The anatomical variations found in the drainage of gonad veins occur due to embryological development errors, which involve regression, anastomoses, and replacement of postcardinal venous canals, supracardinal and subcardinals, related to the embryological origin of the inferior vena cava (Alejandra et al. 2016; Gupta et al. 2015; Rudloff et al. 2006). The renal segment of the IVC is formed by bilateral anastomosis between the subcardinal and supracardinal veins, while the testicular veins are constituted from the caudal part of the subcardinal vein and drain into the anastomosis between these two veins. While on the left side, this anastomosis between the subcardinal and supracardinal veins form part of the left renal vein (which justifies the site of drainage of the LGV to the LRV), on the right side, this anastomosis is incorporated into the formation of the IVC, which explains the venous drainage of the RGV to normally be to the IVC, characterizing the asymmetry in the venous drainage of these vessels (Rudloff et al. 2006; Sharma and Salwan 2011).

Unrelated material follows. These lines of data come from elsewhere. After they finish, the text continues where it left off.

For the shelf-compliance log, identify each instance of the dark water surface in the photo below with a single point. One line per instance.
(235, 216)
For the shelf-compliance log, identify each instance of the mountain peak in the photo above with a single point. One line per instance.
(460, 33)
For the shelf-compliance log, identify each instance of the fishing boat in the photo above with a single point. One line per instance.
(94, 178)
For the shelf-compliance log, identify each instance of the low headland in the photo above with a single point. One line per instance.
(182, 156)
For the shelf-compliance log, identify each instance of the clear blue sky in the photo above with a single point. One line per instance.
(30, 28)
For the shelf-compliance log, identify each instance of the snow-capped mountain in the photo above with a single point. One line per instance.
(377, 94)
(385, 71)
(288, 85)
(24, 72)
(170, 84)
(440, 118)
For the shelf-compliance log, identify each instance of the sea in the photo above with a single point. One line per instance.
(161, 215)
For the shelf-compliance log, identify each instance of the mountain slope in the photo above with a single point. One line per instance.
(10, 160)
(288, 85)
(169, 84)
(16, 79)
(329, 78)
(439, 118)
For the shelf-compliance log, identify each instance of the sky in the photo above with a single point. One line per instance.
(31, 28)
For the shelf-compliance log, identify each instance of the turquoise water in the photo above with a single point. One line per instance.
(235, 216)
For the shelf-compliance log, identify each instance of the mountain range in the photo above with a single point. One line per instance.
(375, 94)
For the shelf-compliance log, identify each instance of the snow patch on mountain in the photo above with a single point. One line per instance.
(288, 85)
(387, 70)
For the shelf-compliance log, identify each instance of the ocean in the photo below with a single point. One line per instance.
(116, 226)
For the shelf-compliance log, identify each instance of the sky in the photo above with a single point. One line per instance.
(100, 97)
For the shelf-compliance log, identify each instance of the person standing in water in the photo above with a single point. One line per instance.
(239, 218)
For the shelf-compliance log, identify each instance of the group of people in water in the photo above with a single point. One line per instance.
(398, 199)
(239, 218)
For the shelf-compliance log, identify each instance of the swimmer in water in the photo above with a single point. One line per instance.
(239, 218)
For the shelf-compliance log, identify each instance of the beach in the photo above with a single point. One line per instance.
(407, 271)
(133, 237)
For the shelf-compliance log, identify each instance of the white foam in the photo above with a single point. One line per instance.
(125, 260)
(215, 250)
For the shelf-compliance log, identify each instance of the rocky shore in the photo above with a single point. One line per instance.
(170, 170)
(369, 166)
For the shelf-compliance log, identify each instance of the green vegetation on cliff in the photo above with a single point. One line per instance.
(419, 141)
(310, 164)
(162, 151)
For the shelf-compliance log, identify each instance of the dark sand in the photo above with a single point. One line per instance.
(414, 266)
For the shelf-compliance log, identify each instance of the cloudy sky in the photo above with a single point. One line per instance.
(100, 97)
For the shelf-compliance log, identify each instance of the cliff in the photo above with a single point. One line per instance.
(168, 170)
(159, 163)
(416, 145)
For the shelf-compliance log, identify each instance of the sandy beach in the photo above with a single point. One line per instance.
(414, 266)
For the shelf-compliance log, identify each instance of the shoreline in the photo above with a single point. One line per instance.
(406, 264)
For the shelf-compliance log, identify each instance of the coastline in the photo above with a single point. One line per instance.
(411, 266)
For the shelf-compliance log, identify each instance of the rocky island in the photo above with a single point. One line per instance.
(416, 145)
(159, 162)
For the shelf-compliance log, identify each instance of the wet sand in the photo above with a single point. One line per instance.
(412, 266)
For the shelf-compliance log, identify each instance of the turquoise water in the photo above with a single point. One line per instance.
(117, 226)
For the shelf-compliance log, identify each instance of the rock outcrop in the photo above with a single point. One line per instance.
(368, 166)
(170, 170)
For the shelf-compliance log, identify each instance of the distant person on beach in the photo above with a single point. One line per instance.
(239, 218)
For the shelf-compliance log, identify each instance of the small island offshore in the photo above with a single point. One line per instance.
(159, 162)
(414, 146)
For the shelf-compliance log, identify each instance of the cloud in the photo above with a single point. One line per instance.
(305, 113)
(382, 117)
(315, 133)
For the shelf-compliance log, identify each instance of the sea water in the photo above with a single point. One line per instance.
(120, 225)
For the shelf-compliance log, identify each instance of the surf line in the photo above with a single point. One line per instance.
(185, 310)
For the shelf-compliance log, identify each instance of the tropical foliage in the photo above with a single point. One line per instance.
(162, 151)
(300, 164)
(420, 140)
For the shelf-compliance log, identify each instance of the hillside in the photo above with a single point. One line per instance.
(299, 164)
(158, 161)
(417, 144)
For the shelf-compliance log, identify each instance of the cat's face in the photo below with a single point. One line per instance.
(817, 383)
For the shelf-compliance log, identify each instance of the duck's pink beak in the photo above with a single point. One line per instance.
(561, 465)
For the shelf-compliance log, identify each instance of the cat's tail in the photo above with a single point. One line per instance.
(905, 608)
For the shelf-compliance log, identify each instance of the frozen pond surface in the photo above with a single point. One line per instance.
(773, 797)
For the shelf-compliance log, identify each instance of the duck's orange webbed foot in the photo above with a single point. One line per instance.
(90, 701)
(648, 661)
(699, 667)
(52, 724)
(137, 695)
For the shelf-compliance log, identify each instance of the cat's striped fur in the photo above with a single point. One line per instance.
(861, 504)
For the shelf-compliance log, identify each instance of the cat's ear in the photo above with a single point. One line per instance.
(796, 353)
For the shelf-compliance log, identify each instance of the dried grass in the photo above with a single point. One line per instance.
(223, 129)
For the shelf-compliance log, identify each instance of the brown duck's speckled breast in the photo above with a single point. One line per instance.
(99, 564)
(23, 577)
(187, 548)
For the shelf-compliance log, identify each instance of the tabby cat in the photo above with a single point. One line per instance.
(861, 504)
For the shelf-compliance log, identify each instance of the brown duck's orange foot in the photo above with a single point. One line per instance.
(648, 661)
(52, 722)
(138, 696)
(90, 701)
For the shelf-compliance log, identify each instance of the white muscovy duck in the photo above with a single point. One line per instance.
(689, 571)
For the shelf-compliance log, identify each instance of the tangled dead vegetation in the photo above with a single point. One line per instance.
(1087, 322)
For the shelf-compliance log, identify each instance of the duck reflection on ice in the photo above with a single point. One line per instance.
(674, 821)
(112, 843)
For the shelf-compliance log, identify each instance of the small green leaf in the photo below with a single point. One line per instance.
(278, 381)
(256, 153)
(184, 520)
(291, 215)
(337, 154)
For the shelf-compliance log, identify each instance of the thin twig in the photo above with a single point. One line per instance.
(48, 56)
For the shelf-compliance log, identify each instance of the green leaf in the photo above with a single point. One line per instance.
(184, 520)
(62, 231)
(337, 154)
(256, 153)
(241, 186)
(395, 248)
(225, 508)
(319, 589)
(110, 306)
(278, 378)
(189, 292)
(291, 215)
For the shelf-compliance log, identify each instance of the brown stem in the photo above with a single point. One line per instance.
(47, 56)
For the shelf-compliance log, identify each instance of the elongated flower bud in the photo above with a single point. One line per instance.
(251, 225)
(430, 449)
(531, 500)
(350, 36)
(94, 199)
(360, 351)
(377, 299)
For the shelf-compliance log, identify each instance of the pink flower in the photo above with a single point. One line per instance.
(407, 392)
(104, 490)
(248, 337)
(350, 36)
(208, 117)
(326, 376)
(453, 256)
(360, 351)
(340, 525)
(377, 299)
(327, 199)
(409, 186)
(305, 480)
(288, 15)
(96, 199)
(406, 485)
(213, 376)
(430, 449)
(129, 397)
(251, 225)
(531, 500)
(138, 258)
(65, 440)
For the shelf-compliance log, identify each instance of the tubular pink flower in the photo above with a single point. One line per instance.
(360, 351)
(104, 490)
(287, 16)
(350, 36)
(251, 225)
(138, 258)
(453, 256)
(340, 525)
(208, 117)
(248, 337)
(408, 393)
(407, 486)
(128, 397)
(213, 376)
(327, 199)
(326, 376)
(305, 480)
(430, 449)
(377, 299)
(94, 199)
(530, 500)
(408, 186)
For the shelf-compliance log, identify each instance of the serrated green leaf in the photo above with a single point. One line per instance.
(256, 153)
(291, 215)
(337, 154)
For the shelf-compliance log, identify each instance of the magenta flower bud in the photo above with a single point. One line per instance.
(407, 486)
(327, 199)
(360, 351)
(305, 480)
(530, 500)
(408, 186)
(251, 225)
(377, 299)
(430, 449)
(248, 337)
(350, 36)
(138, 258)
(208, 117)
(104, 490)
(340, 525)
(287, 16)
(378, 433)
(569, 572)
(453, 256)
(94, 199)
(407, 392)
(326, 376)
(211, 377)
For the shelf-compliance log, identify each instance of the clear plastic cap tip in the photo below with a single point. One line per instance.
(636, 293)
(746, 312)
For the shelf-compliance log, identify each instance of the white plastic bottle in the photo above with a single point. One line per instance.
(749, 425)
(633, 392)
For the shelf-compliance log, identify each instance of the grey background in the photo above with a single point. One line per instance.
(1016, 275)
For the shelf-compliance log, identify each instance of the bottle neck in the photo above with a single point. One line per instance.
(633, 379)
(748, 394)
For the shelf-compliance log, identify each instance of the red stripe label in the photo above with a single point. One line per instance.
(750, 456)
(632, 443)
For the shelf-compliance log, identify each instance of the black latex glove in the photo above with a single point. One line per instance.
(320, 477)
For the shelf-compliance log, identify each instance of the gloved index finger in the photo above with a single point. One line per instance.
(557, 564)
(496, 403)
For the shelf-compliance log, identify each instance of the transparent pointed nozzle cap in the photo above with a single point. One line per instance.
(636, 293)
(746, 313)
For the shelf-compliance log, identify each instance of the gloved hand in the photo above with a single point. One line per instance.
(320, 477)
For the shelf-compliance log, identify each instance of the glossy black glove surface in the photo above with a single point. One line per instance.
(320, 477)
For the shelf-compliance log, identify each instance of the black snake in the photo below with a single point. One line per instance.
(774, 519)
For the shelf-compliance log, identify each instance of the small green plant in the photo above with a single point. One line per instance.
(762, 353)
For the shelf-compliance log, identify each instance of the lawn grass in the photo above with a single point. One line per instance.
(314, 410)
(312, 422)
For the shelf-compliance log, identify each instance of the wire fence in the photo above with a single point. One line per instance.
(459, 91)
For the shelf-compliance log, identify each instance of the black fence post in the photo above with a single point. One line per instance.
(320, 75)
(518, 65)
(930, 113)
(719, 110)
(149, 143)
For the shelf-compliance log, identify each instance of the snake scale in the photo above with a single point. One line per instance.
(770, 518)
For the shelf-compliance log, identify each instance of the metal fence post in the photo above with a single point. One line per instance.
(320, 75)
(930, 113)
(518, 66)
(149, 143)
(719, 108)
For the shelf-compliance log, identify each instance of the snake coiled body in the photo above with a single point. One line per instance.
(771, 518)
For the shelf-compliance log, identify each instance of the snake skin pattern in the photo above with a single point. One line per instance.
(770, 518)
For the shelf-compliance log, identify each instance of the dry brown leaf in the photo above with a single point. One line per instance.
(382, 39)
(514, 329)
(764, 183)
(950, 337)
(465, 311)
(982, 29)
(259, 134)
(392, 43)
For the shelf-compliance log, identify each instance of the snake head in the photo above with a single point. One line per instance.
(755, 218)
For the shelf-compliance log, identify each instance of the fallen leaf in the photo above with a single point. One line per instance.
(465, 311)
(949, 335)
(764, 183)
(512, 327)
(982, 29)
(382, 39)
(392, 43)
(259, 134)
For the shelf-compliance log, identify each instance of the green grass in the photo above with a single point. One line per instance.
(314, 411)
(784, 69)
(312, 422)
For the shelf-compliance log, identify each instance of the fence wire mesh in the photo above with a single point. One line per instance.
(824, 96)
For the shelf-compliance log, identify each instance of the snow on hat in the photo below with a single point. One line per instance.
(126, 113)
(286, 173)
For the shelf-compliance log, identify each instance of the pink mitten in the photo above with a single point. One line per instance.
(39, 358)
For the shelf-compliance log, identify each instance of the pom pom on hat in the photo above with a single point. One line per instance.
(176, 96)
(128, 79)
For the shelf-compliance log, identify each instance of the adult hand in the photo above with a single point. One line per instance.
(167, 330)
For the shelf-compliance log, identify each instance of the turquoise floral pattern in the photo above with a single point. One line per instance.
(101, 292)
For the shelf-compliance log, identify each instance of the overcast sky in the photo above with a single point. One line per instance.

In the studied cadaver, a variation was found in the right gonadal vein, which divides and drains initially into the inferior vena cava and through an innominate trunk into the accessory renal vein. The accessory renal vein drains through an interrenal trunk into the right renal vein, which ultimately empties into the inferior vena cava. In relation to the drainage site, most of the variations already described are found mainly in the RGV, which in 83% of cases drains into the IVC, 5% drains to the RRV and 12% drains for both. While the LGV, in 95% of cases, drains directly to the LRV (Favorito et al. 2007). In relation to the number of vessels, duplicate testicular veins are more commonly found on the left side (Favorito et al. 2007; Rudloff et al. 2006).

Therefore, in this case report, an anatomical variation was described in the gonadal vessels related to their drainage site, in which the right testicular vein presents a triple drainage. This type of drainage has not been reported in previous studies, making it unique and rare. Thus, it is extremely important to know about the variations of gonadal veins to perform procedures in the retroperitoneal region and improve the safety of surgical interventions.